Images process entirely in the browser with the Canvas API. HEIC converts client-side with heic2any. You adjust logo position, opacity, size, and margin once, preview with a before/after slider, then export multiple profiles from the same upload: Rightmove and Zoopla at 1600px, Instagram square, Facebook link preview, web-optimised JPEG, and more.

Videos go to a FastAPI backend on Render because FFmpeg in the browser is not something I wanted to ship. The API watermarks, returns a ZIP, and deletes everything. No permanent storage.

I also built a Python script that generates dozens of SEO landing pages from a content matrix. Estate agent photo branding, HEIC conversion, portal size guides. The copy lives in scripts/page_content/ and rebuilds into content/pages/ when I run the generator. Same idea as treating demos like unit tests: if I have to do it twice, automate it.

Architecture

Browser (React + Vite)

      ├── Images → Canvas API → JSZip
      ├── HEIC → heic2any → JPEG
      └── Videos → FastAPI + FFmpeg (Render)
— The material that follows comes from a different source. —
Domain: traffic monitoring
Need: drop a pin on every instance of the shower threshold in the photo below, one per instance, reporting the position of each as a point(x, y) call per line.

Export profiles → ZIP download → delete temp files

Lessons learned

  • The MVP had no accounts, no history, no saved presets. That was the right call for launch. Video processing and premium export packs needed a backend, so optional sign-in and credits came later. Five free exports a month still work without logging in.
  • Rightmove at 1600px longest edge, sRGB, JPEG was the profile that mattered first. Everything else was gravy once agents trusted the portal output.
  • Client-side image processing is fast enough for fifty photos. Video is where you need a server, and cold starts on Render are a real UX cost I have not fully solved.
  • Generating SEO pages from templates scales faster than hand-writing them. The hard part is making each page sound specific enough that Google does not treat them as duplicate fluff.